The New Yorker has an interesting piece on reproducibility in science, citing several biomedical studies that showed smaller and smaller effects over time in re-testing. They also tests run by multiple groups where some found significance and some not. Some researchers found huge effects and some not.
The unfortunate aspect of the article is the lack of hard data. If we’re talking about small sample sizes, differing results are normal and uninteresting. If we’re talking about large samples, that’s a different story.
I’ll admit though, I came across it on Slashdot where it was entitled “Why Published Research Findings Are Often False”, and that title bothered me. If you can’t reproduce someone’s results, it could mean many things. Furthermore, the word wrong is overly general.
I’ll list several reasons why you may not be able to reproduce an NLP study.
- you’re using different texts
This may or may not affect the original results. Sometimes methods are specific to a certain kind of text and it’s not obvious.
- different preprocessing
It could be as simple as a different tokenization method. Or maybe one study removes certain punctuation and the other doesn’t. Take a step back for a second and ask yourself: Is one method of removing punctuation always right?
- different implementations of underlying tools
I’d be willing to bet that there are differences in the many available support vector machine implementations or language modeling toolkits. I’d also bet that the differences could change the outcome of some studies. There can also be differences due to the version.
- different algorithm implementations (due to lack of documentation)
I still remember the first time I tried to implement an algorithm in a paper. Before I started coding, I thought it was a great paper. After I started coding, I realized they didn’t document many important settings. Many research papers are like this — the amount of information necessary to understand the high-level idea is much less that the amount of information needed to re-implement someone’s work.
- different implementations can also be the result of mistakes. For example, maybe an equation in the paper doesn’t perfectly match the original because of a small mistake. Enough small mistakes and it’s not reproducible.
- varying implementations
Sometimes results can take weeks to obtain. If you make a slight change afterwards, you may not have time to go back and redo everything. This may be poorly documented in the publication — maybe they assumed that the change was irrelevant.
- if real users are involved, a whole host of problems could be the culprit:
- Is there some sample bias? Are you only including eager participants? Are you only including technophiles? Are you soliciting participants in locations with a gender bias?

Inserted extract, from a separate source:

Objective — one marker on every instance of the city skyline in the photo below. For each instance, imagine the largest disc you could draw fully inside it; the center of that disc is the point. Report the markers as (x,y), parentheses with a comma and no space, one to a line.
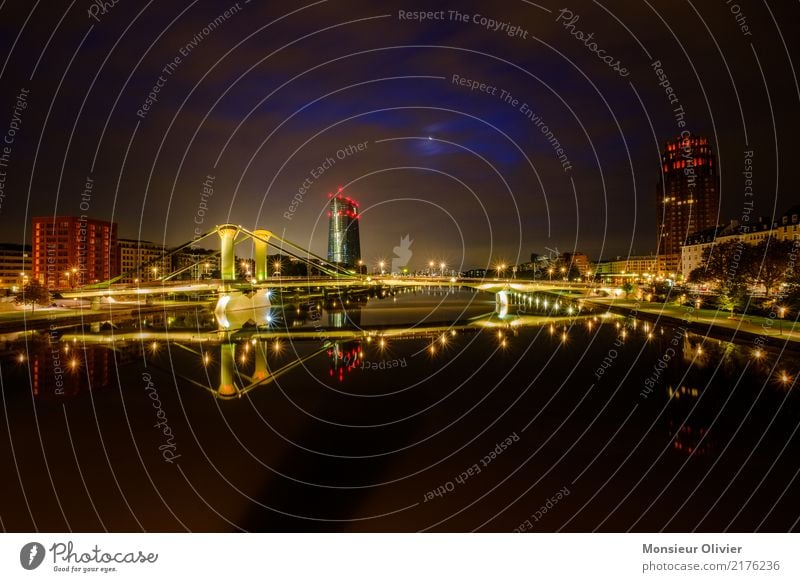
(338,267)
(430,119)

- How are the instructions delivered to the participants? Are there differences in the directions? In the proctors’ performances? Subtle differences can change your outcome. For example, suppose the proctor from the old study encourages participants to use the system naturally and comfortably, but the new study’s proctor asks them to completely utilize the system. Even this simple difference can lead to large changes in the outcome. But keep in mind, this isn’t something that people will likely document.
- How do you deal with outliers? Sometimes there may be legitimate reasons to exclude data. For example, suppose the participants are typing on a device and the device locks up. You probably can’t integrate the data, so it’s gotta go. Similarly, if someone decides to answer their phone during a study, that might be a good reason to throw out their data. If someone’s natural typing rate is abnormally slow or fast, you might consider removing it. But you shouldn’t remove data because it makes your system look really bad. If you do that, you’ll be chasing significance like the article mentions.
At the high level, if you can’t reproduce something it means you didn’t follow the original procedures exactly. Most likely it means that the original procedures were inadequately documented. In computer science, this becomes very clear once you try to code someone else’s algorithm. It’s also possible that you misread the original procedures.
After thinking about it more, probably some of the negative tone is reactionary. I bet that there are people who view scientific publication as the final arbiter of truth, and I can imagine being annoyed by that. Unfortunately, there’s no easy way to decide truth or not. Scientific methods help a bit, but you still have to use your head.